Letter to Wall Street Journal: (parts)
I am the Chairman and founder of Interactive Brokers LLC, a futures commission merchant and broker-dealer with over $ 3.8 billion in regulatory net capital and over $1.2 billion in client margin funds
If the Chicago Mercantile Exchange or any other clearing organization clears a cryptocurrency together with other products, then a large cryptocurrency price move that destabilizes members that clear cryptocurrencies will destabilize
the clearing organization itself and its ability to satisfy its fundamental obligation to pay the winners and collect from the losers on the other products in the same clearing pool.
Margining such a product in a reasonable manner is impossible. While the buyer (the long side) of a cryptocurrency futures contract or call option could be required to put up 100% of the value to ensure safety, determining the margin requirement for the seller (the short side) is impossible. Instituting daily price move limits on cryptocurrency derivatives does not solve the problem.

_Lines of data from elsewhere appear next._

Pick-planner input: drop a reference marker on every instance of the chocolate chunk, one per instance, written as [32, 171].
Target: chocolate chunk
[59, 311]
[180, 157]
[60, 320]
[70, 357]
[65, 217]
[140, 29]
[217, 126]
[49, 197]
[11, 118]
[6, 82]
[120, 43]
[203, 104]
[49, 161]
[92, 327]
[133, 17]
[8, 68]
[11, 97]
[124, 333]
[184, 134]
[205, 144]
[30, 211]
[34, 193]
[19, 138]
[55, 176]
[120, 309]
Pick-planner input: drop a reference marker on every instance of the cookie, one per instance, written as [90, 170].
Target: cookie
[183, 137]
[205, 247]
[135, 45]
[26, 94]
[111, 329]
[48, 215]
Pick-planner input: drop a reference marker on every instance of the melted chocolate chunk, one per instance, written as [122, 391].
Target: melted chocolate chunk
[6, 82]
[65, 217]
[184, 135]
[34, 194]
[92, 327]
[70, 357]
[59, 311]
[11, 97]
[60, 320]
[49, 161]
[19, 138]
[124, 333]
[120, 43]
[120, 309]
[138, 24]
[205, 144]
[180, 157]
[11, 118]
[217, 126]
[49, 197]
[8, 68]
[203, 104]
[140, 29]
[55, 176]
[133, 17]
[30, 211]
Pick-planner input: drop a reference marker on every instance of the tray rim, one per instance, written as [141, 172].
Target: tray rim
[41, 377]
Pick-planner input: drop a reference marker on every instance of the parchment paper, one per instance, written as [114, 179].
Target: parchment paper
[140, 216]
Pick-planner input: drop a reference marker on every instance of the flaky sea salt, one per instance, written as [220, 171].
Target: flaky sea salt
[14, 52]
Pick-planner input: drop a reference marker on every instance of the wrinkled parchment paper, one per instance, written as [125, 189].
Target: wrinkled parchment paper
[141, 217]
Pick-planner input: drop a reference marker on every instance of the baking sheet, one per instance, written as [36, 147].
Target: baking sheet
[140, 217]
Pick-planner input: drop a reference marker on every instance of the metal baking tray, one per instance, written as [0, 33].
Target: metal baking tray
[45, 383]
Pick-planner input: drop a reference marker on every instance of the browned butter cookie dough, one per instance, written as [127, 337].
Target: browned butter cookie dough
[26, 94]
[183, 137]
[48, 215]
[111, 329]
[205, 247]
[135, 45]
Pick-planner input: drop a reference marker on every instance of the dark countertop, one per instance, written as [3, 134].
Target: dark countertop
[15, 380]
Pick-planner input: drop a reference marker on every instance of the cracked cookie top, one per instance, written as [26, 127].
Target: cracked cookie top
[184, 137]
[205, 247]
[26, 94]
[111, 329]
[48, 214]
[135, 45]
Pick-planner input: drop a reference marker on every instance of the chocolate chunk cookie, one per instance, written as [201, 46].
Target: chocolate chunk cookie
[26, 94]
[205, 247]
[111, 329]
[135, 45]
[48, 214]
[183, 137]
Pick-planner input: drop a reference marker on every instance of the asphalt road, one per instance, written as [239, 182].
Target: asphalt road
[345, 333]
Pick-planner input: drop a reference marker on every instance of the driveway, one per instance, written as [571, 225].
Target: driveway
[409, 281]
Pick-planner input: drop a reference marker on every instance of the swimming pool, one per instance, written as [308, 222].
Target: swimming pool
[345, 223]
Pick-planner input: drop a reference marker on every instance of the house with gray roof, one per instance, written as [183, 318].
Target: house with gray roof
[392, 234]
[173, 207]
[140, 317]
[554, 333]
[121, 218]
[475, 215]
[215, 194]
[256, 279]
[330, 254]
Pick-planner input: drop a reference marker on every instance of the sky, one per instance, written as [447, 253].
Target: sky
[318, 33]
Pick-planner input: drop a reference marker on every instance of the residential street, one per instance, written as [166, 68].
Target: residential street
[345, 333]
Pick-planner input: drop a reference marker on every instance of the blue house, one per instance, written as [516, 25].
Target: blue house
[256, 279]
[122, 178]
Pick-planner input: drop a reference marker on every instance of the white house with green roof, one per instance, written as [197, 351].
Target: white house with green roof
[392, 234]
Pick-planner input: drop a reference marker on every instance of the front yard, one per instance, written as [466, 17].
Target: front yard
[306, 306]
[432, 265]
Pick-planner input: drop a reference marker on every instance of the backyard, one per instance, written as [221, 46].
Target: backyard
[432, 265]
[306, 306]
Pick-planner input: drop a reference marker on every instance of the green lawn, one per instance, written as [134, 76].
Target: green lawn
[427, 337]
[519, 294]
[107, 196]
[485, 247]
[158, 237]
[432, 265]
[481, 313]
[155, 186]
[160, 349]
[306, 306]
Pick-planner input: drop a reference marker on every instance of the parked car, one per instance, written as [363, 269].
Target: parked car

In a runaway upward market for example (like the silver market in the 1980’s caused by the Hunt brothers), the futures price gets locked limit-up day after day with little or no trading and the short sellers are unable to cover, leading them (and potentially their clearing firms) to ruin.
complete letter
M.C. Comment:
My guess is TPTB want bitcoin futures, to “play games with” maybe even suppress the prices, to punish investors like they do with Gold all the time. Punish investors. Then if the economy collapses again, TPTB can blame bitcoin. I think they blamed the Gold standard for the crash of 1929.